Import one or more data.frame from Excel xlsx format

readOpenxlsx(
  xlsx,
  sheet = NULL,
  startRow = 1,
  startCol = 1,
  rows = NULL,
  cols = NULL,
  check.names = FALSE,
  check_header = FALSE,
  check_header_n = 10,
  verbose = FALSE,
  ...
)

Arguments

xlsx

character path to an Excel file in xlsx format, compatible with openxlsx::read.xlsx().

sheet

one of NULL, character, or integer vector, where: sheet=NULL will import every sheet; character is a vector of sheet names; and integer is a vector of sheet index values. The sheet names are determined with openxlsx::getSheetNames().

startRow

integer indicating the row number to start importing each sheet. Note that startRow can be a vector with length length(sheet), to specify the startRow for each sheet.

rows

integer vector indicating specific rows to import for each sheet. To specify different rows for each sheet, supply rows as a list of integer vectors.

check.names

logical indicating whether to call make.names() on the colnames of each data.frame.

check_header

logical indicating whether to test for presence of header rows, which are not column headers.
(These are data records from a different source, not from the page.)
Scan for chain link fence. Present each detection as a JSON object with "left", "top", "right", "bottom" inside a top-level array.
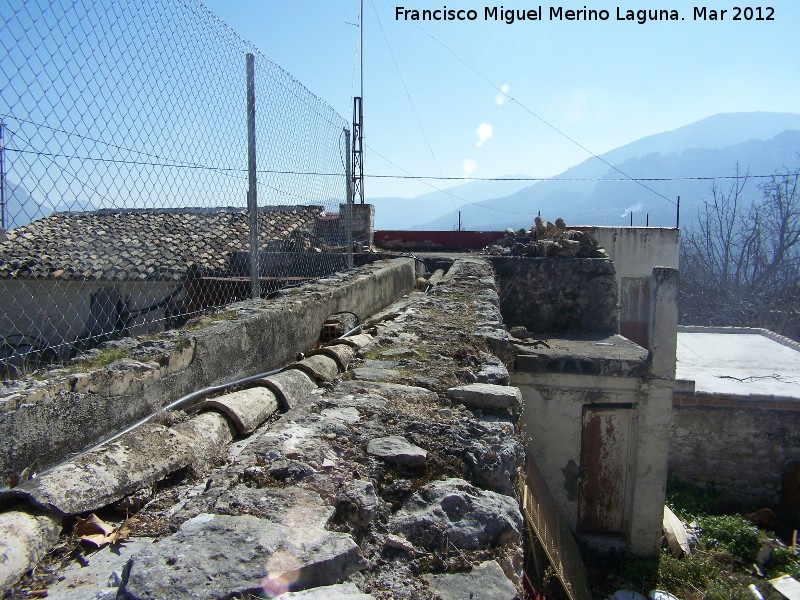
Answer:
[{"left": 0, "top": 0, "right": 348, "bottom": 377}]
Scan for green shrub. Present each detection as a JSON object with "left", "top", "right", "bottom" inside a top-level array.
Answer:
[{"left": 699, "top": 515, "right": 765, "bottom": 564}]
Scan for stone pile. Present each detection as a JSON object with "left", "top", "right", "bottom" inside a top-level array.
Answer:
[{"left": 483, "top": 217, "right": 608, "bottom": 258}]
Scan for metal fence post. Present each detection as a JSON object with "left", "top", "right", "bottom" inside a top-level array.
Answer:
[
  {"left": 247, "top": 53, "right": 261, "bottom": 299},
  {"left": 344, "top": 127, "right": 353, "bottom": 269}
]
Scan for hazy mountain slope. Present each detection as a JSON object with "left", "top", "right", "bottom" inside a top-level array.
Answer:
[
  {"left": 367, "top": 175, "right": 530, "bottom": 229},
  {"left": 423, "top": 113, "right": 800, "bottom": 230}
]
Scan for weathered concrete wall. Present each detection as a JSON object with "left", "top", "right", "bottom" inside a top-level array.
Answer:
[
  {"left": 579, "top": 227, "right": 680, "bottom": 279},
  {"left": 489, "top": 256, "right": 619, "bottom": 334},
  {"left": 669, "top": 394, "right": 800, "bottom": 505},
  {"left": 339, "top": 204, "right": 375, "bottom": 246},
  {"left": 579, "top": 227, "right": 680, "bottom": 346},
  {"left": 512, "top": 268, "right": 677, "bottom": 555},
  {"left": 511, "top": 372, "right": 641, "bottom": 533},
  {"left": 0, "top": 259, "right": 415, "bottom": 481}
]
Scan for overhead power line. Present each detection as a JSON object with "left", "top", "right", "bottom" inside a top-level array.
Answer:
[
  {"left": 404, "top": 16, "right": 676, "bottom": 205},
  {"left": 5, "top": 146, "right": 800, "bottom": 184}
]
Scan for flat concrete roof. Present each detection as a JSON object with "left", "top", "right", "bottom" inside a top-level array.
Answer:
[{"left": 676, "top": 327, "right": 800, "bottom": 400}]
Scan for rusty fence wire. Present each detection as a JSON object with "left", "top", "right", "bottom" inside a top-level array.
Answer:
[
  {"left": 519, "top": 457, "right": 591, "bottom": 600},
  {"left": 0, "top": 0, "right": 347, "bottom": 379}
]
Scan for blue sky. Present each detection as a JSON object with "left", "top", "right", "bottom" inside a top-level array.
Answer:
[{"left": 205, "top": 0, "right": 800, "bottom": 196}]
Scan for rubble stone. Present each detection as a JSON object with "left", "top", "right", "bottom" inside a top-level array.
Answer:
[
  {"left": 367, "top": 435, "right": 428, "bottom": 467},
  {"left": 124, "top": 514, "right": 365, "bottom": 600},
  {"left": 389, "top": 478, "right": 522, "bottom": 550}
]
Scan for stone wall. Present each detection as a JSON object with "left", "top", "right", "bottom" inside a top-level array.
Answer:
[
  {"left": 0, "top": 258, "right": 416, "bottom": 481},
  {"left": 490, "top": 256, "right": 619, "bottom": 334},
  {"left": 339, "top": 204, "right": 375, "bottom": 246},
  {"left": 669, "top": 394, "right": 800, "bottom": 504}
]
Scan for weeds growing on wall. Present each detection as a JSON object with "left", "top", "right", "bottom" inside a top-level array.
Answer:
[{"left": 585, "top": 484, "right": 800, "bottom": 600}]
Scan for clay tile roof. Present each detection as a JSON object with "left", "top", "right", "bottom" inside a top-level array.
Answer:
[{"left": 0, "top": 206, "right": 323, "bottom": 280}]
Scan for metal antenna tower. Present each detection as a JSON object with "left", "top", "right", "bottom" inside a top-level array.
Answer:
[{"left": 353, "top": 0, "right": 364, "bottom": 204}]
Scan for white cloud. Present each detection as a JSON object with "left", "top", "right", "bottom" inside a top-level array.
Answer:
[{"left": 475, "top": 123, "right": 494, "bottom": 148}]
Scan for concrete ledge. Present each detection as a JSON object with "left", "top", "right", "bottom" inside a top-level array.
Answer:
[{"left": 0, "top": 258, "right": 415, "bottom": 481}]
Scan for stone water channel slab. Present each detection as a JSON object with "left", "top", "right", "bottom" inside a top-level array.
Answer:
[
  {"left": 124, "top": 513, "right": 365, "bottom": 600},
  {"left": 425, "top": 560, "right": 517, "bottom": 600},
  {"left": 447, "top": 383, "right": 522, "bottom": 409},
  {"left": 278, "top": 583, "right": 375, "bottom": 600}
]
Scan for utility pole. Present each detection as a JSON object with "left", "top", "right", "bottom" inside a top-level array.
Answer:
[
  {"left": 352, "top": 0, "right": 364, "bottom": 204},
  {"left": 344, "top": 128, "right": 353, "bottom": 269},
  {"left": 247, "top": 54, "right": 261, "bottom": 299}
]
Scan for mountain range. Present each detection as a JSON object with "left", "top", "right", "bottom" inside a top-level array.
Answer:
[{"left": 369, "top": 112, "right": 800, "bottom": 231}]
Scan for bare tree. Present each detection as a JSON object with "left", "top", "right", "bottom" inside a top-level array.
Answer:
[{"left": 680, "top": 165, "right": 800, "bottom": 338}]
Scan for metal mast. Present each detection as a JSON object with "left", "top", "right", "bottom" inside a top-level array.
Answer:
[
  {"left": 352, "top": 0, "right": 364, "bottom": 204},
  {"left": 0, "top": 121, "right": 6, "bottom": 231}
]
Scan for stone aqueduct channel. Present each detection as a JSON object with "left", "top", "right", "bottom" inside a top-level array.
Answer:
[{"left": 0, "top": 258, "right": 524, "bottom": 600}]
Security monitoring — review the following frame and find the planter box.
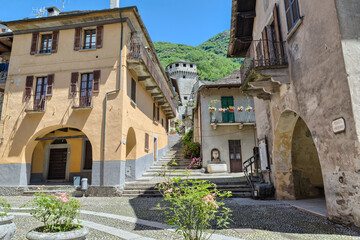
[207,163,227,173]
[26,227,89,240]
[0,215,16,240]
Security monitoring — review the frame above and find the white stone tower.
[166,60,198,120]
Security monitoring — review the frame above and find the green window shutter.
[221,96,235,122]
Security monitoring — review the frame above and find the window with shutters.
[84,29,96,49]
[40,34,52,53]
[221,96,235,122]
[284,0,300,32]
[131,79,136,103]
[145,133,150,151]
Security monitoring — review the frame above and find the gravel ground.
[5,197,360,240]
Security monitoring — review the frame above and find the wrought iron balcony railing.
[25,94,46,113]
[73,90,93,109]
[127,41,176,113]
[240,40,288,83]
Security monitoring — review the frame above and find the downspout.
[100,8,124,186]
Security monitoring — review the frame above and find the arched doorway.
[30,127,93,184]
[126,128,136,160]
[273,110,324,199]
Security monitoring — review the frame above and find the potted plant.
[0,198,16,240]
[245,105,252,112]
[26,193,89,240]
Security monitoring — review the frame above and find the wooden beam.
[35,135,86,141]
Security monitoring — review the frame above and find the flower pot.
[0,215,16,240]
[26,227,89,240]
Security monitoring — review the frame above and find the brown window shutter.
[131,79,136,102]
[96,26,104,48]
[24,76,34,100]
[74,28,82,51]
[30,33,39,55]
[145,133,149,150]
[93,70,101,92]
[46,74,55,96]
[70,72,79,95]
[51,31,59,53]
[262,27,269,65]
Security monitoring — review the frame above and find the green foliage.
[198,30,243,64]
[158,174,231,240]
[27,193,81,232]
[0,198,11,217]
[182,129,194,146]
[154,31,240,81]
[183,142,201,159]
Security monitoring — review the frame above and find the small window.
[284,0,300,32]
[145,133,150,151]
[131,79,136,102]
[84,29,96,49]
[40,34,52,53]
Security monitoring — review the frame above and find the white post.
[110,0,120,8]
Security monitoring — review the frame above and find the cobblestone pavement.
[5,197,360,240]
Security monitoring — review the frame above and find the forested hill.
[154,31,240,81]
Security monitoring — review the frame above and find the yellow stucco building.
[0,7,176,186]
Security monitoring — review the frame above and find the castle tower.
[166,60,198,120]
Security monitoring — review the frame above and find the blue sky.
[0,0,231,46]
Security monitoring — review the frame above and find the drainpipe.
[100,8,124,186]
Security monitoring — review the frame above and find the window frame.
[82,28,97,50]
[39,33,53,54]
[284,0,301,34]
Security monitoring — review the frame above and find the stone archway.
[27,126,93,184]
[126,127,136,160]
[273,110,324,199]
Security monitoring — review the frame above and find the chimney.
[110,0,119,8]
[46,7,61,17]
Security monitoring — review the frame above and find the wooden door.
[48,148,68,180]
[229,140,242,172]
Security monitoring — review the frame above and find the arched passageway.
[273,110,324,199]
[30,127,93,184]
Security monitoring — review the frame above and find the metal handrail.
[240,40,288,82]
[127,40,176,113]
[243,153,259,191]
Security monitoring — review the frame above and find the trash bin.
[81,178,88,191]
[74,176,81,187]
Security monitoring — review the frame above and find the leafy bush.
[183,142,201,159]
[158,175,231,240]
[188,158,202,169]
[27,193,81,232]
[0,198,11,217]
[182,129,194,146]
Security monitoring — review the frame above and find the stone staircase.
[122,136,251,197]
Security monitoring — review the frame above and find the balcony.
[72,91,93,110]
[127,40,176,118]
[210,109,255,129]
[240,40,290,100]
[25,95,46,114]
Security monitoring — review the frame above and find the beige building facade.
[228,0,360,226]
[0,7,176,187]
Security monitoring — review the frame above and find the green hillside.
[154,31,240,81]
When check_header=TRUE, this method simply tests for the presence of rows that have ncol different than the remaining rows of data in the given sheet. When header rows are detected, the values are assigned to column dimnames of the data.frame.

check_header_n

integer number of rows to test for header rows, only used when check_header=TRUE. This step is intended when the top row(s) contain fewer columns with headers, above actual column headers, for example the first row c("Sample", "", "", "Lane", ""), and the second row c("Name", "Type", "Label", "Name", "Type"). In this case the desired output is "Sample_Name","Sample_Type","Sample_Label","Lane_Name","Lane_Type"). This option default is FALSE due to the number of exceptions seen in real data.

verbose

logical indicating whether to print verbose output.

...

additional arguments are passed to openxlsx::read.xlsx().

Details

This function is equivalent to openxlsx::read.xlsx() with a few minor additions:

  1. It returns a list of data.frame objects, one per sheet.

  2. It properly reads the colnames with check.names=FALSE.

By default this function returns every sheet for a given xlsx file.

Some useful details:

  • Empty columns are not skipped during loading, which means a worksheet whose data starts at column 3 will be returned with two empty columns, followed by data from that worksheet. Similarly, any empty columns in the middle of the data in that worksheet will be included in the output.

  • When both startRow and rows are applied, rows takes priority and will be used instead of startRows. In fact startRows will be defined startRows <- min(rows) for each relevant worksheet. However, for each worksheet either argument can be NULL.